Enfin, je compte adapter le dispositif du congé-éducation payé en vue de l’assouplir pour les régimes de temps partiel. Il s’agit en effet du principal mécanisme par lequel des femmes peuvent décider de suivre des formations qui les mèneront dans d’autres directions que le secteur dans lequel elles exercent La formation professionnelle dans ce secteur reste nécessaire pour acquérir les compétences nécessaires à leur emploi, mais le congé éducatif rémunéré devrait permettre à ces femmes de choisir un autre emploi dans un autre secteur. Nous lancerons également quelques appels à projets et initiatives pilotes pour voir dans quelles directions nous pouvons proposer des reconversions – qui nécessiteront généralement des formations. Le gouvernement débat en ce moment des scénarios possibles en vue d’une augmentation du titre-service. Le prix ne sera sans doute pas inférieur à 10 euros. Nous réfléchissons à établir une certaine progressivité. Le prix actuel est de 9 euros jusqu’à 400 titres et de 10 euros ensuite. Certaines catégories peuvent comptabiliser jusqu’à 2.000 titres.

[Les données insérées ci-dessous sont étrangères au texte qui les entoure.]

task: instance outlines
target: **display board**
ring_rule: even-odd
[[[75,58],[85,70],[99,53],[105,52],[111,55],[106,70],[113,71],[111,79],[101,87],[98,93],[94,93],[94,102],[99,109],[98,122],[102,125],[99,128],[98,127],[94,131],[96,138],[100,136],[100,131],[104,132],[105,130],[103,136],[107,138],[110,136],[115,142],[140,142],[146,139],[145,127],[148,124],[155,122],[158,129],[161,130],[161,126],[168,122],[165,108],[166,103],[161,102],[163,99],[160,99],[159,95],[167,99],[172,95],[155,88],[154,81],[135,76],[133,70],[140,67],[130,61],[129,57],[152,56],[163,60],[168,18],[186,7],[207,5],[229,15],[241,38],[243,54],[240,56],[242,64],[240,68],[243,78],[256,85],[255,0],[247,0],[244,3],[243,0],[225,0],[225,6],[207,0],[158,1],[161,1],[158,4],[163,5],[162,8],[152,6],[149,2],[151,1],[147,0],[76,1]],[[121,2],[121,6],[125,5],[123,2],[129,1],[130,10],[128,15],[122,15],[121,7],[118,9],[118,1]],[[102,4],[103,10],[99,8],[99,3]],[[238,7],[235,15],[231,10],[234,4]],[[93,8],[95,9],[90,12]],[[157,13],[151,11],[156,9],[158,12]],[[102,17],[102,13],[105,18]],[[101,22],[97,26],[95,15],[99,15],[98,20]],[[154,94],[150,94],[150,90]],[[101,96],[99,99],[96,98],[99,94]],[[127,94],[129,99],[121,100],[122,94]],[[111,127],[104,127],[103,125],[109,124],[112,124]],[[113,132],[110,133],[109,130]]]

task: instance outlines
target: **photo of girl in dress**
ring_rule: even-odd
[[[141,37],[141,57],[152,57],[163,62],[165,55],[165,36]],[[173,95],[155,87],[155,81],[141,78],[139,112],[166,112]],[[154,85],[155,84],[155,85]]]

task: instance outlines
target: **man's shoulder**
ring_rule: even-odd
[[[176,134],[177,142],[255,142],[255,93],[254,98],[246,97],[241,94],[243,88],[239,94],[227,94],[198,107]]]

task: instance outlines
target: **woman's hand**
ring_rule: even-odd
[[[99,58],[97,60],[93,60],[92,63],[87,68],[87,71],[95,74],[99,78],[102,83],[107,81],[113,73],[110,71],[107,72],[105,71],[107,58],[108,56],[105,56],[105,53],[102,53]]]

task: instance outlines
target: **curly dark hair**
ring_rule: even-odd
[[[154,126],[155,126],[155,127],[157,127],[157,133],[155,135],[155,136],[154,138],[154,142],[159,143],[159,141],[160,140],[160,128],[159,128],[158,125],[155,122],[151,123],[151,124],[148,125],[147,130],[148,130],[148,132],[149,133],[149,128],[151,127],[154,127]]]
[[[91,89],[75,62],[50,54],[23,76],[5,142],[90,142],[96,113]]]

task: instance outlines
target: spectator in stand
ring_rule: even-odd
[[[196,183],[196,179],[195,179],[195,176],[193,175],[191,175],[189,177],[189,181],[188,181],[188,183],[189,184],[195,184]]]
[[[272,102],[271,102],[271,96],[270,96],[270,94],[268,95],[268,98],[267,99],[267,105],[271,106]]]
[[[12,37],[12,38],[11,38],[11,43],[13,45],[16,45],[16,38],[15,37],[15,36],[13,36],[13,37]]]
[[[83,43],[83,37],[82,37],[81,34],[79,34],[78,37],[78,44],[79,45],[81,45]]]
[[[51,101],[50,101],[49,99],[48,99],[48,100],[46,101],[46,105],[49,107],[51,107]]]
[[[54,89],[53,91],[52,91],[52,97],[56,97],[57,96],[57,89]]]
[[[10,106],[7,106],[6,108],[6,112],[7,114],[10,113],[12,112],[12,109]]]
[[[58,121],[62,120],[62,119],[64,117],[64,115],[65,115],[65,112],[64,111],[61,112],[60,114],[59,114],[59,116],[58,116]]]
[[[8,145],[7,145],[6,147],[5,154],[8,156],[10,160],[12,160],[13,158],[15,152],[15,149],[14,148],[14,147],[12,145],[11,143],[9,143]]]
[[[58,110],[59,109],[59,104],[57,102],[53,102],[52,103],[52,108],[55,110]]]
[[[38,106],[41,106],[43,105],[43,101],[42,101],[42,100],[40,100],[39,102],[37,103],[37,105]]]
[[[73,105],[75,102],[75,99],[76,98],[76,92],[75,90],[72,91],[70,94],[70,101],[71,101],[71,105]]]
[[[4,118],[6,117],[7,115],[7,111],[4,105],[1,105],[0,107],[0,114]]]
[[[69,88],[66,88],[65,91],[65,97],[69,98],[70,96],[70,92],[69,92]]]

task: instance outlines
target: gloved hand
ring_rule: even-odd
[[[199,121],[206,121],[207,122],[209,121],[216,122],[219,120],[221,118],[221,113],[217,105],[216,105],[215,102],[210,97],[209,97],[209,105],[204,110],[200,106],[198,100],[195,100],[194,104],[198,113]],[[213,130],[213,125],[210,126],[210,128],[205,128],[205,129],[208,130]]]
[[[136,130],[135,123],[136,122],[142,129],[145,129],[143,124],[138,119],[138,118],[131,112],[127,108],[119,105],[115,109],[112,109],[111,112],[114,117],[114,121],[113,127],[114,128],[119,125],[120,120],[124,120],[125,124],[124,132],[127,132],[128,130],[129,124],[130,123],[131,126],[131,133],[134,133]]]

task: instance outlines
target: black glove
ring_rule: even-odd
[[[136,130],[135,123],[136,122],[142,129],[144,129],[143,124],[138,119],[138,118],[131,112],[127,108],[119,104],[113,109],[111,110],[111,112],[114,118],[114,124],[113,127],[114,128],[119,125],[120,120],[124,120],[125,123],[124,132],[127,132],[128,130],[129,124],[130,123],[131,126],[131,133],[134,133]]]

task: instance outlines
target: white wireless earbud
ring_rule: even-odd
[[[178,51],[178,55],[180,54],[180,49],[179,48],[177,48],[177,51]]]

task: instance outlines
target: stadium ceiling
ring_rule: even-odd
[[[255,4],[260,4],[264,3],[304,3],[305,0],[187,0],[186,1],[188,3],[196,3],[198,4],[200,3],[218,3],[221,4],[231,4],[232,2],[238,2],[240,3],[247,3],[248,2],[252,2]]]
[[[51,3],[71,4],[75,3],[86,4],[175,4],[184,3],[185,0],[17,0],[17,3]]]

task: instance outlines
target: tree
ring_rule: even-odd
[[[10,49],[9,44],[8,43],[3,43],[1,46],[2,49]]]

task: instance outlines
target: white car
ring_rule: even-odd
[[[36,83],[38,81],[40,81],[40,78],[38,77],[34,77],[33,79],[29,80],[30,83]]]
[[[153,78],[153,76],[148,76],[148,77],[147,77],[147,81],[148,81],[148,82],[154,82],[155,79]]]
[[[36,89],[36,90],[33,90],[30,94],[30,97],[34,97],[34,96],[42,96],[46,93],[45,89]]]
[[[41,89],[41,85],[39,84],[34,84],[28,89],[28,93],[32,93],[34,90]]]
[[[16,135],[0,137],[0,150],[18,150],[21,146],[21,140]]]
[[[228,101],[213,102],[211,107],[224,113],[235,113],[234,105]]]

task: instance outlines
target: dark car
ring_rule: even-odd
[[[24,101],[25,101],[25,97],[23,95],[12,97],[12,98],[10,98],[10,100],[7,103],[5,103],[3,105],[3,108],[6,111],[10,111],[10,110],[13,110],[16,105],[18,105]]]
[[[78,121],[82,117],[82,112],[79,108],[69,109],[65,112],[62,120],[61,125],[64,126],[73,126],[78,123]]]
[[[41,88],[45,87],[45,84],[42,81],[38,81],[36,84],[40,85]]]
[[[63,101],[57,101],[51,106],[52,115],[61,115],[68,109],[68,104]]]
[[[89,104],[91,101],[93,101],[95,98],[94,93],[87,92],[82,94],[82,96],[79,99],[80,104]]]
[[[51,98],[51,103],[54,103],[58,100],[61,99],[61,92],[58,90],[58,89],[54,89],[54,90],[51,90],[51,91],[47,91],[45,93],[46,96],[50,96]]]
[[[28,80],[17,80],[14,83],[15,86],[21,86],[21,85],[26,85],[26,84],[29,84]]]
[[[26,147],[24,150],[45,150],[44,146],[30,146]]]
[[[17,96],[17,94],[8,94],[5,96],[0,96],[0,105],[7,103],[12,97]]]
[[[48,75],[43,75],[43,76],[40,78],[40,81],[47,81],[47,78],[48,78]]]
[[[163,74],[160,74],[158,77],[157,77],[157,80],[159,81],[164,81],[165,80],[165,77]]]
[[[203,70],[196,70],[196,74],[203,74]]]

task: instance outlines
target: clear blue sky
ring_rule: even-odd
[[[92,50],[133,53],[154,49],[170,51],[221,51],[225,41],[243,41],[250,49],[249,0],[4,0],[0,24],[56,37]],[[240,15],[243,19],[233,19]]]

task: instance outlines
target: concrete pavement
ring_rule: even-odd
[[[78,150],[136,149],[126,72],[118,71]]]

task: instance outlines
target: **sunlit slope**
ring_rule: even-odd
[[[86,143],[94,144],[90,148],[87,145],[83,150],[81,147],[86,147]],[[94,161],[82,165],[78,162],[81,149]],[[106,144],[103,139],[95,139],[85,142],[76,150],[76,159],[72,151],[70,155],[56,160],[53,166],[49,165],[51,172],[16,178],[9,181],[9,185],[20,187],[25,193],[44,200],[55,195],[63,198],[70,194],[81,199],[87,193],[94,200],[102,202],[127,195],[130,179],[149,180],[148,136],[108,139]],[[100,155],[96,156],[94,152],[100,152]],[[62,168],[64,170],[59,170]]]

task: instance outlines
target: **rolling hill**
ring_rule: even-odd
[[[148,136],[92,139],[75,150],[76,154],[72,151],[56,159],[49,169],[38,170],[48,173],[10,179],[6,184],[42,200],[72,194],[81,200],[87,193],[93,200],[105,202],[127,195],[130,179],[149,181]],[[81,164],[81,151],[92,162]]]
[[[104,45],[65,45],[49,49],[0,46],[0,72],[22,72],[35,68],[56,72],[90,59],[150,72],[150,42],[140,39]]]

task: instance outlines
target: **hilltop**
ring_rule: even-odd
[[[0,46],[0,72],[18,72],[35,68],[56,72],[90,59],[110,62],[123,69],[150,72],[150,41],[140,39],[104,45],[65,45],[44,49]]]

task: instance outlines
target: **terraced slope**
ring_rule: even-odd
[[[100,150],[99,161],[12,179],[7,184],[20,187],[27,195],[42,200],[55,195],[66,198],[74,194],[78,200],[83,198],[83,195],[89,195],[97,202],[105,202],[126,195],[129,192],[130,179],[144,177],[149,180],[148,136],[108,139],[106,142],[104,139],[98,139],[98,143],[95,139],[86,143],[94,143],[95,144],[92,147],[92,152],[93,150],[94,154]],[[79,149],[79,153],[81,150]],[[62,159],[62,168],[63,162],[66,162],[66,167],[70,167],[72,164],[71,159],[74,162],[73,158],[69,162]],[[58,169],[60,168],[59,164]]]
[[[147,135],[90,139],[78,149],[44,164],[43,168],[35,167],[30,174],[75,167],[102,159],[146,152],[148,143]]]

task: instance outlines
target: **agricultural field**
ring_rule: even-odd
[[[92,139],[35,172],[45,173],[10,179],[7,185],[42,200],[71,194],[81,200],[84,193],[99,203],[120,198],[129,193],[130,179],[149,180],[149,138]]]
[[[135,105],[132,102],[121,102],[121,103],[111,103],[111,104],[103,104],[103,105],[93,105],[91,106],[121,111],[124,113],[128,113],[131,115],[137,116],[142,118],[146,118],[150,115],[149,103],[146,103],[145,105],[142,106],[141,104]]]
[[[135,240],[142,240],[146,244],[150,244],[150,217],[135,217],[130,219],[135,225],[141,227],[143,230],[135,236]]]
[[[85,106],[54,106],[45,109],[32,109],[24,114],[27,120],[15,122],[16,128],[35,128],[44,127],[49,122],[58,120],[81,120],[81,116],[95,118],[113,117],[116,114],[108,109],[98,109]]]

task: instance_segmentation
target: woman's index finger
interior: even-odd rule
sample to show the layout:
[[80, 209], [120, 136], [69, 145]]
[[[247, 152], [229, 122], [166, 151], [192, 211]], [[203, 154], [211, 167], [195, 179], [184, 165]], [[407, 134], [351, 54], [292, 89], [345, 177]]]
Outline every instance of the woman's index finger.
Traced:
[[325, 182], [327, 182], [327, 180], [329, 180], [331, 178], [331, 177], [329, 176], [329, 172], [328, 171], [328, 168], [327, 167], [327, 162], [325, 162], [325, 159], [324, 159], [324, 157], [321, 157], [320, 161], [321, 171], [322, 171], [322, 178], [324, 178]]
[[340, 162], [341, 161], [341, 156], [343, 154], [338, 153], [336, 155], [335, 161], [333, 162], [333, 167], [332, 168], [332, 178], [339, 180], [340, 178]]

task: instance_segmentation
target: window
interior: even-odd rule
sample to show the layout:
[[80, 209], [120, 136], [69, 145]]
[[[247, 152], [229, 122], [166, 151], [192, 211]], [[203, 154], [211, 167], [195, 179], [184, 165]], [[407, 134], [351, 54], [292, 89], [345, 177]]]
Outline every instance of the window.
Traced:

S’agissant des conditions d’agrément, nous étudions la possibilité d’imposer des conditions de formation préalables à l’entrée en service ou d’assurer, à tout le moins, que dans les premiers mois d’entrée en service dans le secteur, une formation de base adéquate sera donnée au travailleur. De nombreuses entreprises le font déjà, mais nous évaluons la possibilité de systématiser cette pratique et de l’imposer à tous les opérateurs. Le Fonds de formation sectoriel des titres-services est loin d’être épuisé.
J’ai récemment assisté à une formation en entreprise pour travailleurs de titres-services. Elle consistait à leur enseigner les bases de l’accès aux outils numériques comme l’ordinateur et le smartphone. Dans la réforme que nous voudrions mettre en place, rappelons que le plus grand danger est le retour du travail au noir.